Best and Worst of ACL 2022: Artists you did and didn’t miss
Every year, festival-goers congregate at Zilker Park for the Austin City Limits Music Festival. This year, the Thresher once again made the trip to see for ourselves what the hype was about (and also to see SZA, who did not disappoint). For those who might want a recap or weren’t able to make it out to the festival this year: first, check out our Spotify playlist, and second, read on for our take on the best and worst performances from both weekends.
Best stage presence: Slayyyter
Whether it was her dancing or her audience engagement, Slayyyter absolutely took over her stage with nothing but a DJ and a furry pink coat. I knew nothing about Slayyyter before ACL but found myself singing along to songs I didn’t know existed and looked away only once during her entire set, and that was to adjust my fanny pack so I could dance better. She clearly had a good command of her audience, and though there were some technical difficulties during her set, she took it like a champ and still slayed.
Worst technical difficulties: P!nk
P!nk’s set was plagued by technical difficulties, causing her to restart her cover of Bishop Briggs’ “River” as well as an acoustic cover accompanied by her guitarist. (She also stumbled on stage, but thankfully didn’t fall). These snafus were redeemed by the singer’s signature frankness (“I like this song too much to mess it up”) and practiced professionalism. All in all, though, the crowd knew almost every word and seemed consistently engaged, and P!nk’s not-so-surprise encore, where she soared over the audience doing acrobatics on a harness, knocked it out of the (literal) park.
Best crowd: Paramore
I’ve never seen anyone look at someone with as much hate as the crowd directed at the high schoolers who said they’d never heard of Hayley Williams. There were signs proclaiming their love for Williams and the band as a whole, and the bruises on my arms are proof that the crowd (which extended past nearby stages) was into the music to say the least. Morgan had the chance to live out her 13-year-old dream of singing “Misery Business,” and she was beyond thrilled. It wasn’t just her, though, we swear – the entire crowd was singing, dancing and jumping along to every word.

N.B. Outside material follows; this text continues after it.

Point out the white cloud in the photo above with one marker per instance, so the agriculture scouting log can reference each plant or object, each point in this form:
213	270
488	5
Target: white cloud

Worst decision to not make a headliner: Lil Nas X
Lil Nas X owns the radio. Argue with me if you’d like, but you won’t convince me otherwise. His space in the cultural consciousness of everyone under 25 is hard to beat, and his set was full of extravagant sets, costumes and even a plot stringing the performances together. So why was he not a headliner? His crowd rivaled those of headliners that evening, even in the blistering Texas heat. Giving him more time and space for his set would have allowed his music and ingenuity to truly shine.
Best stage energy: Tobe Nwigwe
The Houston-born rapper’s stage presence was undeniable, particularly with the help of his wife, Martica “Fat” Nwigwe, who is also a singer, as well as backup dancers and singers appropriately clad in mint green. Hits like “Hella Black” and “Lord Forgive Me” were definite standouts, and seemed to draw in more viewers as the set continued. Nwigwe also made sure to consistently engage the crowd, calling on them to dance because “when the lights go out, everybody is Black.”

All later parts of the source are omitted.